JSON Schema: Syntactically, a JSON Schema is just a JSON document that makes use of a standardized vocabulary and structure, as defined in a particular version of the JSON Schema specification. JSON Schemas are used to describe JSON data formats by describing a set of restrictions to the content and structure of JSON documents. These restrictions are typically upheld by a particular authority, such as a metadata standard or a REST API. An important property of a JSON Schema document is that it is both human-readable and machine-actionable. JSON Schema validators are available in most programming languages, simplifying the process of automatic validation of JSON documents according to the respective JSON Schemas.
FAIRtracks validator: The FAIRtracks metadata standard is implemented as a set of JSON Schemas, following the above-mentioned de facto standards for interoperable web services (see Figure 6. 1). Use of JSON Schema provides a way to formalize restrictions that can easily be machine-validated. We provide the FAIRtracks validation service to allow data providers to verify the adherence of JSON metadata documents towards the FAIRtracks metadata standard.

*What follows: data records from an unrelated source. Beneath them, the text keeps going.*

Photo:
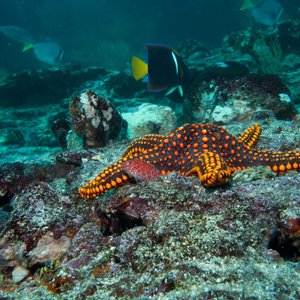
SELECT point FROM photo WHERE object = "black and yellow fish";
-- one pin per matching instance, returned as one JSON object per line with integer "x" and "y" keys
{"x": 165, "y": 69}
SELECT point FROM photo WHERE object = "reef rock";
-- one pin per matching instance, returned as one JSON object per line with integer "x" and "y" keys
{"x": 150, "y": 118}
{"x": 96, "y": 120}
{"x": 223, "y": 99}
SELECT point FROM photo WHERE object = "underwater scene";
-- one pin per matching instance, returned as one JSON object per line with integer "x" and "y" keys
{"x": 149, "y": 149}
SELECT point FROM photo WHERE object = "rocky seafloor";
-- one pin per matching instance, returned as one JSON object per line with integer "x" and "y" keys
{"x": 169, "y": 238}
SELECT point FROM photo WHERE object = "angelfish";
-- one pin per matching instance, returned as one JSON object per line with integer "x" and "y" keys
{"x": 165, "y": 69}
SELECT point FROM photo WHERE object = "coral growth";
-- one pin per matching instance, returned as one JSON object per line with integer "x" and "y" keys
{"x": 95, "y": 119}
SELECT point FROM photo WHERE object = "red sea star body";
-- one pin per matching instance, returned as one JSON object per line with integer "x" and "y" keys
{"x": 204, "y": 150}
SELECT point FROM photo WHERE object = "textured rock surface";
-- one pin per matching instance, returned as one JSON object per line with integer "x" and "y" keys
{"x": 150, "y": 118}
{"x": 168, "y": 238}
{"x": 96, "y": 120}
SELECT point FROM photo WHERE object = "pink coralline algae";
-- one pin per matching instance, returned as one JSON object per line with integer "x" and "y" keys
{"x": 95, "y": 119}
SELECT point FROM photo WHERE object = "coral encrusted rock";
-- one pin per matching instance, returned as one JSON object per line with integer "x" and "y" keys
{"x": 96, "y": 120}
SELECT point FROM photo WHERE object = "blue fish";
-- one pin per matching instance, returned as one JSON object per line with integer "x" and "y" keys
{"x": 49, "y": 52}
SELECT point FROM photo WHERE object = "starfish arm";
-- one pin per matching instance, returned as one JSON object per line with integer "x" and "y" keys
{"x": 211, "y": 169}
{"x": 110, "y": 178}
{"x": 250, "y": 136}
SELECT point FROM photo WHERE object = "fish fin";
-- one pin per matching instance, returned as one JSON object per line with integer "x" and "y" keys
{"x": 247, "y": 4}
{"x": 138, "y": 68}
{"x": 175, "y": 61}
{"x": 171, "y": 90}
{"x": 27, "y": 47}
{"x": 180, "y": 90}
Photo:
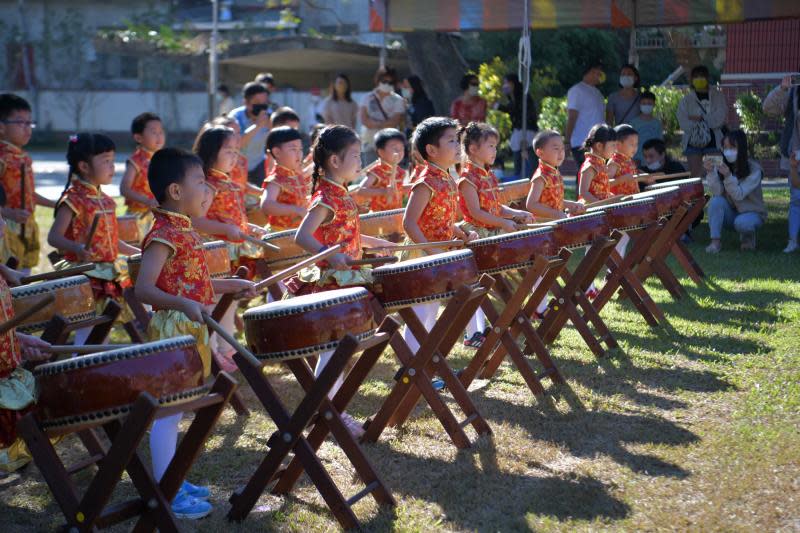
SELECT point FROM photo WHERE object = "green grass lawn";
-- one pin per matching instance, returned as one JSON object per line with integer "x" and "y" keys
{"x": 691, "y": 427}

Features: The FAIRtracks validator extends standard JSON Schema validation technology through additional modules that allows for:
- Validation of ontology terms against specific ontology versions
- Checking CURIEs against the registered entries at the Identifiers.org resolution service
- Checking restrictions on a full set of documents, e.g. whether identifiers are unique across all documents and whether the records referred to by foreign keys actually exists.
Managing ontology versions: To our knowledge, there is no consensus of how to relate versions of metadata schemas with versions of the ontologies they depend on. For FAIRtracks standard, as well as the augmentation and validation services, we decided to only relate to the most recent version of each ontology. Our reasoning behind this choice is detailed in Technical note #1 (to the side). If you know more about this than we do, please let us know!.